Der EU AI Act, eines der ersten umfassenden Gesetzespakete zur Regulierung Künstlicher Intelligenz (KI) weltweit, zielt darauf ab, KI-Systeme verantwortungsvoll und sicher zu gestalten. Dies hat Relevanz für Medienunternehmen und Technologieanbieter, da KI immer mehr in Bereiche vordringt, die sowohl die Informationslandschaft als auch technische Wertschöpfungsketten tiefgreifend beeinflussen. Dieser Artikel richtet sich daher vor allem an Entscheider in Medienunternehmen, für die KI-Systeme einzigartige Anwendungspotenziale darstellen, sowie an Technologieanbieter, die diese Systeme bereitstellen, um die spezifischen Herausforderungen und Chancen zu beleuchten, die mit KI einhergehen und gezielte Einblicke in die Umsetzung von Responsible AI und die Einhaltung der Vorschriften des EU AI Acts zu bieten. Die Motivation des Gesetzes besteht darin, Risiken und Gefahren, die von KI ausgehen können, zu mindern und das Vertrauen der Gesellschaft in diese Technologie zu stärken.

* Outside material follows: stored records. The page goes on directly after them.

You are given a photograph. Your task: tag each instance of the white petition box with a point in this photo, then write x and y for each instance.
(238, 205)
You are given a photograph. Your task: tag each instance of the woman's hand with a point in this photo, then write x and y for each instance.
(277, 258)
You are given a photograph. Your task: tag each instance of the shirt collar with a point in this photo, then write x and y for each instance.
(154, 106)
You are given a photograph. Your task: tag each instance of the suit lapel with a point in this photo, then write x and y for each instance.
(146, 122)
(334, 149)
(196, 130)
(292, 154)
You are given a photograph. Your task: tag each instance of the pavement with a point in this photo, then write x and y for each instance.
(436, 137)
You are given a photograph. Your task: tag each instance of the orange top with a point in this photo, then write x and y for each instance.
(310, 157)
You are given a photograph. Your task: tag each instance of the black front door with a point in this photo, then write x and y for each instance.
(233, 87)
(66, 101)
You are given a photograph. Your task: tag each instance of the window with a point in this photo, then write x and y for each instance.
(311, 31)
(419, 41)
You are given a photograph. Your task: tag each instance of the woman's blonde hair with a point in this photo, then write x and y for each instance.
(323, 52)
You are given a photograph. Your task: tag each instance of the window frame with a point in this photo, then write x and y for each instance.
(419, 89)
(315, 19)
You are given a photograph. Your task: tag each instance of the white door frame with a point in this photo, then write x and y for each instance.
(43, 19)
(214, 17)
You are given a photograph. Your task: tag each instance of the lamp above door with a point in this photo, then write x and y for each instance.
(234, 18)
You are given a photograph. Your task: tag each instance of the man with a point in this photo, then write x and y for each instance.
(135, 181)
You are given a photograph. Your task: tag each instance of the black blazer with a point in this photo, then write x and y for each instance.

Kernelemente des EU AI Act

Der EU AI Act ist keine Technologieregulierung per se, sondern stellt seine Regelungen im Kern für KI-Systeme und ihre Zweckbestimmung auf. Er teilt KI-Systeme in vier Risikokategorien ein: inakzeptables, hohes, begrenztes und minimales Risiko. Systeme mit inakzeptablem Risiko, wie etwa solche zu „social scoring“, sind vollständig verboten. Hochriskante Systeme, die beispielsweise in der Strafverfolgung, der Gesundheitsversorgung oder der Bildung eingesetzt werden, unterliegen strengen Auflagen. Diese Anforderungen betreffen unter anderem die Transparenz, Nachvollziehbarkeit und Robustheit der eingesetzten Algorithmen sowie die Einhaltung ethischer Prinzipien.

Zentrale Anforderungen für hochriskante KI-Systeme umfassen unter anderem die Durchführung strenger Risikoanalysen, regelmäßige Kontrollen und Transparenzpflichten, um sicherzustellen, dass die Entscheidungen der KI-Systeme nachvollziehbar und gerechtfertigt sind. Wichtig ist hierbei auch das Thema der Verantwortlichkeit: Wer trägt die Verantwortung, wenn ein KI-System eine problematische Entscheidung trifft? Der EU AI Act sieht vor, dass Betreiber und Entwickler klar definierte Verantwortlichkeiten übernehmen müssen.

Im Technologie- und Medienbereich bedeutet das, dass Technologieanbieter als Entwickler und Anbieter von KI-Lösungen sicherstellen müssen, dass ihre Systeme den regulatorischen Anforderungen entsprechen, während Medienunternehmen als Betreiber vor der Herausforderung stehen, diese Systeme verantwortungsvoll zu nutzen und zu integrieren.

Außerdem definiert der AI Act weitere Rollen wie Händler, Importeur etc. die ebenfalls spezifische Anforderungen mit sich bringen.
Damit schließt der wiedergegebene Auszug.